Led Zeppelin II, a resident of Bethalto, Ill., died from a heart attack on May 18 at the age of 64.
Born George Blackburn in 1947, the avid Zep' fan and longtime Chicago resident saw the British hard rock band perform about 20 times during its heyday in the late 1960s and early 1970s, according to Noisecreep.
Mindy Baker of Seattle, one of Zeppelin's two daughters, told the Chicago Tribune that he had his name legally changed last fall following his third divorce.
"My mom says that he talked about it for probably five years before the divorce," she said.
Zeppelin also did some redecorating following the divorce, covering his living room in classic rock LP records.
In a St. Louis Post-Dispatch article about his name change last fall, Zeppelin said that the band "changed his life," and cited a particular 1960s performance of the band in Chicago as a personal turning point.
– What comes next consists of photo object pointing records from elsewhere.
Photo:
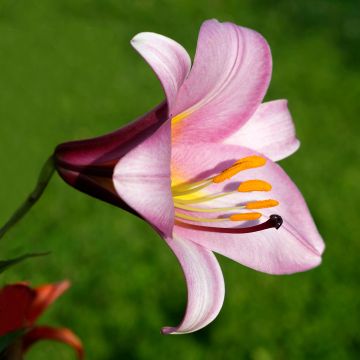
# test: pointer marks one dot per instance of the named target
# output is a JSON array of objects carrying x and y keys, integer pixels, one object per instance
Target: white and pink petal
[
  {"x": 269, "y": 131},
  {"x": 228, "y": 80},
  {"x": 296, "y": 246},
  {"x": 205, "y": 285},
  {"x": 169, "y": 60},
  {"x": 142, "y": 179}
]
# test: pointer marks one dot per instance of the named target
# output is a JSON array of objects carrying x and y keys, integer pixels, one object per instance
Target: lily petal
[
  {"x": 168, "y": 59},
  {"x": 58, "y": 334},
  {"x": 15, "y": 301},
  {"x": 44, "y": 296},
  {"x": 205, "y": 285},
  {"x": 229, "y": 78},
  {"x": 270, "y": 131},
  {"x": 296, "y": 246},
  {"x": 142, "y": 180}
]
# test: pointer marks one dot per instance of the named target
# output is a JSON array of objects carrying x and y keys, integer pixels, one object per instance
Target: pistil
[{"x": 274, "y": 221}]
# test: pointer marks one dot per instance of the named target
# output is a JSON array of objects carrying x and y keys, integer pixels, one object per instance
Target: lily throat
[{"x": 193, "y": 202}]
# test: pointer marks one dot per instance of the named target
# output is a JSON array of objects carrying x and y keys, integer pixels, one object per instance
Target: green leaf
[
  {"x": 5, "y": 264},
  {"x": 7, "y": 339}
]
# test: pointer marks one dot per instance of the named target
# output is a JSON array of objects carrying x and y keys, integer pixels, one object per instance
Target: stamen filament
[
  {"x": 204, "y": 198},
  {"x": 254, "y": 185},
  {"x": 190, "y": 189},
  {"x": 196, "y": 209},
  {"x": 275, "y": 221},
  {"x": 193, "y": 218}
]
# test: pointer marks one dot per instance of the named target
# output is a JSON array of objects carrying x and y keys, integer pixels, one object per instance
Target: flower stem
[{"x": 43, "y": 180}]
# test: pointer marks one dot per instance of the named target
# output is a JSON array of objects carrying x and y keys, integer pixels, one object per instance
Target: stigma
[{"x": 194, "y": 209}]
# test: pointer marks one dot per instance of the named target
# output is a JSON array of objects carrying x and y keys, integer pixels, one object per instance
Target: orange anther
[
  {"x": 240, "y": 165},
  {"x": 261, "y": 204}
]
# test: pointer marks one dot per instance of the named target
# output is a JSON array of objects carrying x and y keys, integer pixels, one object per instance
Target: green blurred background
[{"x": 67, "y": 72}]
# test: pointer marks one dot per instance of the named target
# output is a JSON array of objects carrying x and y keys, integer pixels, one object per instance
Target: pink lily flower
[
  {"x": 20, "y": 307},
  {"x": 200, "y": 168}
]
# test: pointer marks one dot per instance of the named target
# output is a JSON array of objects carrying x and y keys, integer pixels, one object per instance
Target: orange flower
[{"x": 20, "y": 307}]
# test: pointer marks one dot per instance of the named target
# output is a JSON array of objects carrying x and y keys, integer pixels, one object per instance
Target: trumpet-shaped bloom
[
  {"x": 20, "y": 307},
  {"x": 200, "y": 167}
]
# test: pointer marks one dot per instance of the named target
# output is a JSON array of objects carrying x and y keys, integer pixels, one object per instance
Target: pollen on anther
[
  {"x": 254, "y": 185},
  {"x": 261, "y": 204},
  {"x": 245, "y": 217},
  {"x": 246, "y": 163}
]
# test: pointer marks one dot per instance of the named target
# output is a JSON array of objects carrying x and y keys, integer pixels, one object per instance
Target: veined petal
[
  {"x": 57, "y": 334},
  {"x": 169, "y": 60},
  {"x": 205, "y": 285},
  {"x": 45, "y": 295},
  {"x": 228, "y": 80},
  {"x": 15, "y": 301},
  {"x": 142, "y": 180},
  {"x": 296, "y": 246},
  {"x": 270, "y": 131}
]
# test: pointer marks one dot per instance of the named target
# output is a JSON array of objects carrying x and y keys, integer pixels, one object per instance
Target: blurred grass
[{"x": 68, "y": 72}]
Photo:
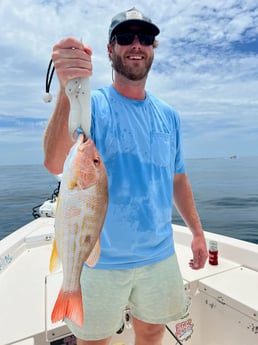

Zeppelin collapsed in an auto parts store in Bethalto on May 18, according to the Chicago Sun-Times. The owner of the store told the Sun-Times that a Led Zeppelin song was playing at the time of the man's collapse.
Released in 1969, the album "Led Zeppelin II" was the first of the English supergroup's albums to top the charts in the United States. It included the hit songs "Whole Lotta Love" and "Ramble On," and has been called a "blueprint" for the heavy metal bands that would follow it.